Equity Release won’t be right for everyone but for homeowners aged 55 or over it can provide you with a tax efficient regular income, a cash lump sum or a combination of the two. The “equity” in your home is the difference between its value and any debts secured against it, such as a mortgage. Equity Release lets you access some of the money that is tied up in the property without you having to downsize or move home.
What is Equity Release?
Equity Release involves borrowing money against the security of your property and it can affect your entitlement to state benefits and/or state funding for care costs. If you take out an Equity Release you will incur a debt and interest costs. Other more appropriate solutions may be available and professional advice is vital.
WBW Chartered Financial Planners are independent Equity Release specialists. We are pleased to offer any prospective client an exploratory meeting without charge and, in conjunction with our colleagues at WBW Solicitors, we can provide an integrated one stop Equity Release service.
We only recommend arrangements which meet the Standards required by the Equity Release Council. These offer some very important safeguards and protections which some arrangements do not. You will remain the owner of your property for as long as you continue to live there, you cannot be forced to leave the property and regardless of how much the debt increases neither you nor your estate will owe more than the value of the property.
We charge fixed fees which are agreed with you in advance and, unlike some other advisers, we give you back any commission we received from the Equity Release provider. This can sometimes mean that you receive back more than we have charged you.
What can the released equity be used for?
It has been a useful solution for our clients in many different scenarios:
Repaying debt – usually repaying an interest only or endowment mortgage which is coming to an end where insufficient funds are available to repay the amount due or replacing expensive credit card debts or personal loans at a much lower interest rate.
Increasing income – for those who may be struggling to meet mounting living expenses out of a low or fixed income.
Maintaining or improving a retirement lifestyle – by funding new cars, caravans, motorhomes and expensive one-off family holidays.
Improving and maintaining a property – replacing roofs and windows, redecorating and building an annexe.

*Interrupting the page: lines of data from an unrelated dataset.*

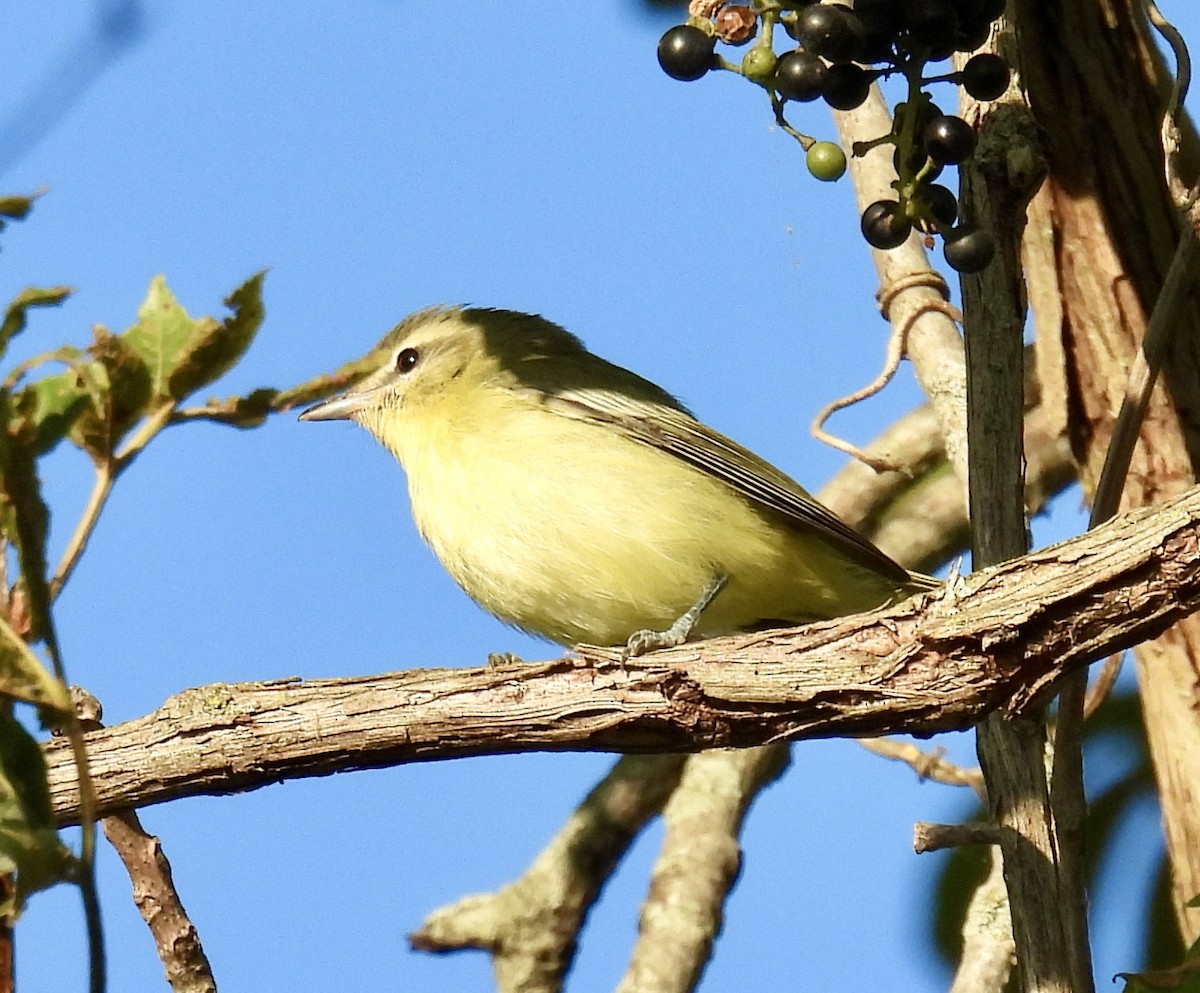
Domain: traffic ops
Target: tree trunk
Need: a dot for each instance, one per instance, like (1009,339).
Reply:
(1101,236)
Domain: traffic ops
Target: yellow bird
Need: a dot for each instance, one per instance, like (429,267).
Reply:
(579,501)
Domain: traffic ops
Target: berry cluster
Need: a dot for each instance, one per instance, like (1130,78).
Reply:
(839,50)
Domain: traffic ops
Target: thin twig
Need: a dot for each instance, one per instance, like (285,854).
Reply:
(897,348)
(107,471)
(936,837)
(100,493)
(531,926)
(928,765)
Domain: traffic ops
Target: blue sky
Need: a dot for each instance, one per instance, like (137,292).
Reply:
(379,157)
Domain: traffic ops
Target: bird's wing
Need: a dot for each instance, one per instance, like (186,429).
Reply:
(673,431)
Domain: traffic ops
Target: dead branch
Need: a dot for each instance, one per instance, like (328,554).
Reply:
(996,642)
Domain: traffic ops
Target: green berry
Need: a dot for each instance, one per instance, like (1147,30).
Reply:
(826,161)
(759,65)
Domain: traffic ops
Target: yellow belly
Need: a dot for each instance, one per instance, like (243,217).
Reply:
(579,534)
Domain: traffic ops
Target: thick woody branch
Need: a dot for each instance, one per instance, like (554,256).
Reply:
(996,642)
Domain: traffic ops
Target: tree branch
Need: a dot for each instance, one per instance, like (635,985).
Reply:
(937,662)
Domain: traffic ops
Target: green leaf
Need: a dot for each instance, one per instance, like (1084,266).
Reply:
(16,206)
(29,846)
(184,354)
(17,313)
(21,500)
(46,409)
(127,380)
(24,678)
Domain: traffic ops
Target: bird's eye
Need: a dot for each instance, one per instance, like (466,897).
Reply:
(406,359)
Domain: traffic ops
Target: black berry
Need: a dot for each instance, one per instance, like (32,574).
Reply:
(831,31)
(948,139)
(846,86)
(687,53)
(885,226)
(985,77)
(799,76)
(942,204)
(969,248)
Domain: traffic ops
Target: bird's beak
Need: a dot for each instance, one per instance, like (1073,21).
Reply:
(342,408)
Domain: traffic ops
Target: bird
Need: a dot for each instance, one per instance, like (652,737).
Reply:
(581,503)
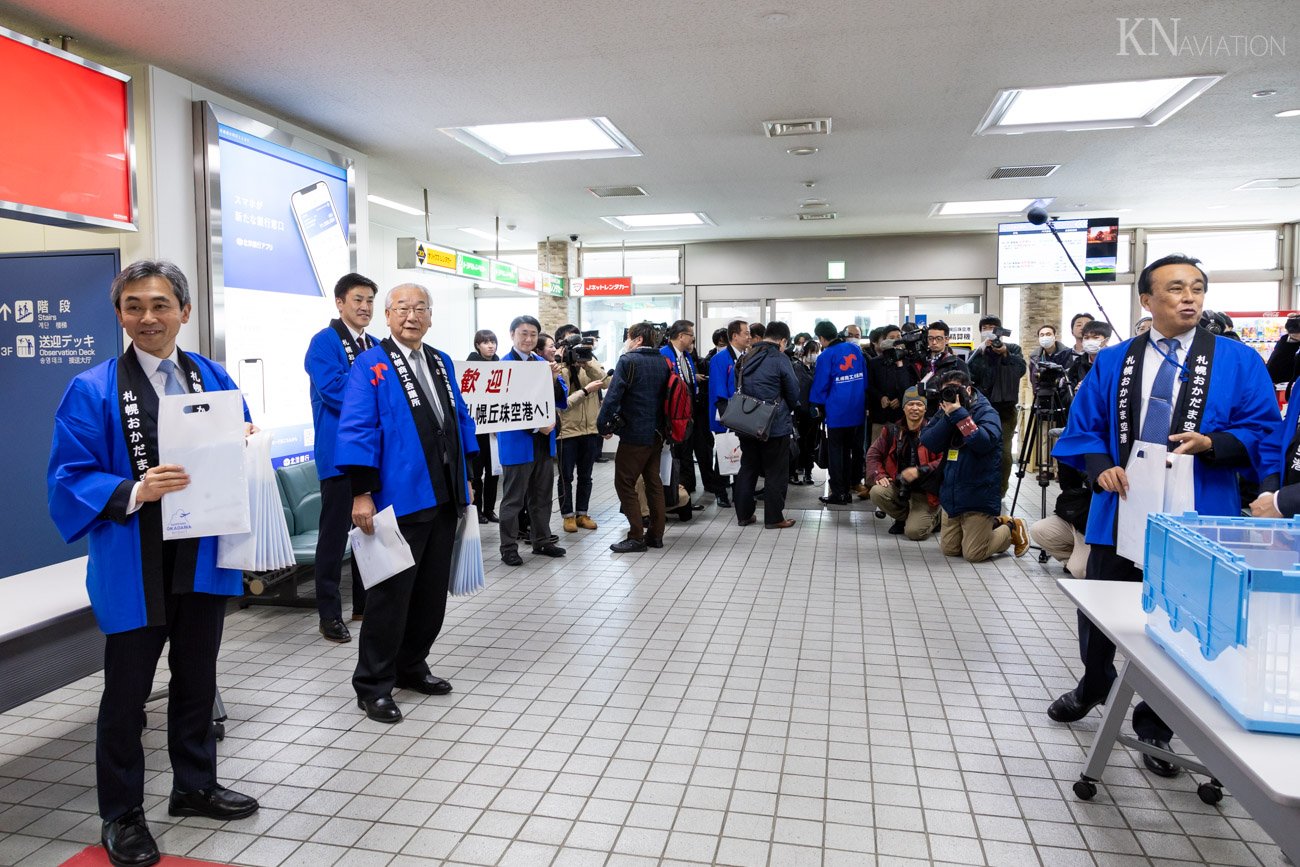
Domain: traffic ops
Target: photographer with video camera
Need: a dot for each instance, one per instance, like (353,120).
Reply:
(967,433)
(889,375)
(577,442)
(904,473)
(997,368)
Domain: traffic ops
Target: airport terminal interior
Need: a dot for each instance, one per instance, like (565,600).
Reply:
(824,693)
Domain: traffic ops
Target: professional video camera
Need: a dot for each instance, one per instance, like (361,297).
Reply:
(579,349)
(999,333)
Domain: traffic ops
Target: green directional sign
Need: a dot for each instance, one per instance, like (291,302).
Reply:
(473,267)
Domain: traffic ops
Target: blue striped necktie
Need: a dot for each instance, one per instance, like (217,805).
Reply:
(1160,408)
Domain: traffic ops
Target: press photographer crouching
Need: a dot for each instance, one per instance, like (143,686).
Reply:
(904,473)
(966,430)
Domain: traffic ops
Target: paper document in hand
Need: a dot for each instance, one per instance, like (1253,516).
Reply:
(382,554)
(204,434)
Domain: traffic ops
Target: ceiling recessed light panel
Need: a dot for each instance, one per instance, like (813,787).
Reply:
(1091,107)
(986,207)
(586,138)
(642,221)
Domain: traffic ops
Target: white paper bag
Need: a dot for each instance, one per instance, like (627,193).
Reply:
(727,447)
(204,433)
(382,554)
(467,558)
(267,545)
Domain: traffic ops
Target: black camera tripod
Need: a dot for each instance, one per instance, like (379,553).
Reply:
(1048,414)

Funding private medical treatment – in order to avoid a potentially lengthy, painful and lifestyle limiting wait for NHS treatment.
Family financial planning – raising funds to help with grandchildren’s education costs, to help family members buy their own property or to give heirs an early inheritance, with the added benefit of seeing them enjoy the money which you don’t get when transferring wealth post-death.
Funding care costs – particularly for those who want to receive care in their own home rather than move into a residential care setting.
How much will equity release cost me?
Most Equity Release arrangements do not require you to make any repayments. Instead interest is added to the sum you borrowed and is “rolled up”. Your debt will increase but there is usually no need to repay it until your death or the point you move into residential care.
Some arrangements will let you pay some or all the monthly interest and this can reduce the overall cost of the loan. Most will let you move home provided your new property meets the lender’s criteria, although if the new property has a lower value, you may have to repay part of the outstanding loan amount.